Equipment that crush all of the fruit in the extraction of juice have an elementary disadvantage that is the dispersion of the acids in the peel, leaving the juice with a bitter taste, not fit for consumption.
It is worth noting that to resolve these problems, several types of machinery and equipment for the extraction of juice have appeared, incorporating important shortcomings that are important to be analyzed, such as currently it is known of a machine for processing citrus fruit, especially oranges, where there is a system which after the insertion of the fruit, it is cut in half, and the halves are separated in two rotating cylinders in which two geared reamers, also rotating and hemispherical in shape, crush the fruit halves extracting the juice.
Nevertheless, this system, because of its characteristics, exposes the extracted juice to the peel, in such a manner that the juice bathes, partially or totally, the peel, provoking an emulsification of the oil contained in the peel, incorporating it in the juice, making it acidic and bitter.
It is worth noting that in laboratory tests, it is observed that the level of peel oil in the juice, with this system, varies from 50 to 500% above the norm tolerable for consumption.

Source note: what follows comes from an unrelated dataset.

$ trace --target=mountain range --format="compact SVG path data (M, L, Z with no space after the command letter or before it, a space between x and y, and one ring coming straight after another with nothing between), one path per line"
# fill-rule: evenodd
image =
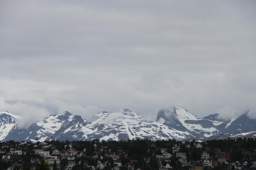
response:
M256 136L256 120L249 111L227 119L217 113L202 118L180 107L162 109L156 121L148 120L128 109L115 113L101 112L91 121L65 111L49 115L27 128L19 129L22 117L0 112L0 140L36 142L49 140L120 140L148 138L153 140L179 140L227 138Z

There are also other known equipment that function in distinctly different manners than the one previously cited, encompassing voluminous and heavy mechanical systems that provoke the crushing of the whole fruit.
The existing mechanical systems consist of actuated arms that compress the fruit between two concentric peelers. Said concentric peelers are built with multiple radial openings that interlink with each other (one cupping the other). Nevertheless, the design of the openings makes it such that the fruit becomes crushed and not cut, resulting in the liberation of peel oil into the juice.
As a result of the large space occupied by the machines, the space for fruit storage becomes very limited, forcing the operator to feed the machine constantly.
Systems taught in FMC Corporation's U.S. Pat. No. 5,070,778, U.S. Pat. No. 5,170,700, U.S. Pat. No. 5,339,729 and, U.S. Pat. No. 5,483,870, produce oil in the juice and the vertical cores have a tendency to jam with the fruit.
In analyzing these inconveniences, the applicant, who is active in this segment of the market, has developed the apparatus herein claimed, as a definitive solution to these inconveniences.